It is essential for the country to prepare for the post-hydrocarbon era.
When Emmanuel Macron declared in Algiers that colonization was a crime against humanity, this was both a contradiction of history and political grandstanding, the same event being judged to be a “civilizing element” in Paris and condemned as an “act of barbarism” on the other side of the Mediterranean. It shows how dangerous it is for politicians to instrumentalize history, for history will have its revenge and, as Kamel Daoud points out, is best left to historians. Such an illl-considered remark legitimizes the propaganda of the Algerian dictatorship which is always on the lookout to mobilize conflicting memories in an attempt to obscure its own failure.
The general election in April will be decisive in enabling the country to bring the political system out of the coma in which it been engulfed ever since the surreal re-election in 2014 of Abdelaziz Bouteflika, a man who has been in power since 1999 and yet now unable to move about or to express himself. Although the FLN is certain to retain the majority of the 479 seats in parliament, developments in the power struggle between the different factions are beginning to foreshadow a post-Bouteflika era.
Fifty-five years after independence, Algeria is an extremely rich country whose people have been ruined by its leaders.
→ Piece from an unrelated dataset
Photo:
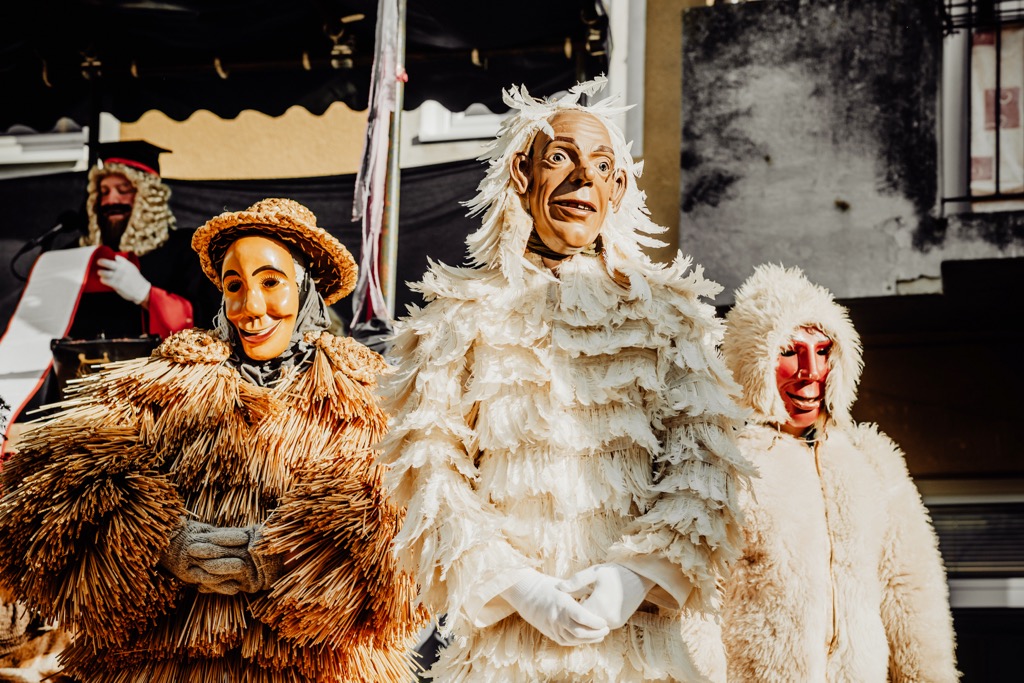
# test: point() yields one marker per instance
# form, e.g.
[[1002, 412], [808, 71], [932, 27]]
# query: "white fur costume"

It is a textbook case of a dual curse: raw materials plus socialism. This is the largest country in Africa and occupies a strategic location between Africa and Europe. it has exceptional resources – in hydrocarbons, which make it number three in the league table of the world’s gas exporters – and in the mining and agriculture sectors as well. This makes it even more scandalous that the Algerian people are suffering such poverty, unemployment, oppression and violence on a daily basis. In the 2020s, Algeria will have a population exceeding 20 million, but growth, officially put at 3%, depends totally on hydrocarbons which generate 97% of export income and 60% of public revenues. The grey economy represents a third of all activity. The overall unemployment rate is 25% of the working population, and half of all young people with university degrees are unemployed. After the terrible civil war of the 1990s, a semblance of public order was restored only by making increased concessions to the Islamists and increasing social benefits, which take up 26% of GDP. Corruption is endemic. Illegal capital outflow exceeds 40 billion dollars per year.
Since 2014, the collapse of oil prices has given the death blow to this intolerable rentier economy and brought about a triple deficit. The public deficit rose to 30 billion dollars in 2016, i.e. 24% of GDP. The trade deficit is more than 20 billion dollars. The current account deficit is 8% of GDP. Instead of getting the measure of the revolution in the energy market, the regime has resorted to expedients: massive devaluation of the dinar, assumption of external debt, and the use of exchange reserves, which have decreased from 185 to 110 billion dollars. These reserves will have been exhausted by 2020, because the imports essential to meet the basic needs of the population cost 60 million dollars per year.
After independence, the country opted for a one-party dictatorship under the influence of the army – which has a 11.3 billion dollar budget that is the the highest in Africa – and for a planned economy, but both paths have proved to be dead ends. A new civil war is looming. In the world ranking for business climate, Algeria occupies only the 153rd place – it has been reduced to the distressing status of being the least free Arab economy after Syria. The Algerian regime is in the final stages of a terminal illness. It is developing into an Islamic démocrature (a combination of democracy and dictatorship) without any strong leader – torn between the FLN, the oligarchs and the army.
Algeria is where the USSR was at the time of perestroika. The regime is too strong to be overthrown but too weak to reform itself. Any reforms required by the modernization of the country would involve the fall of the dictatorship. There is no choice for Algeria but to prepare for the post-hydrocarbon era, which means going from a rentier economy to a production economy, by means of privatization, liberalization of the labor market and opening the economy to foreign investment. It would then have an opportunity to become Europe’s workshop.
Instead of enflaming passions and fears, France and the rest of Europe must work out a long-term strategy with regard to Algeria, and learn from the mistakes made in Libya and Syria. The transition toward a market economy deserves to be encouraged at all costs; making Algeria into an emerging country with intensive growth is the best way to counteract social deprivation, fanaticism and violence. There is an Algerian proverb that says, “It is God’s way to go slowly and Satan’s way to be hasty.” However, there has to be speedy action if we want to defuse the Algerian bomb.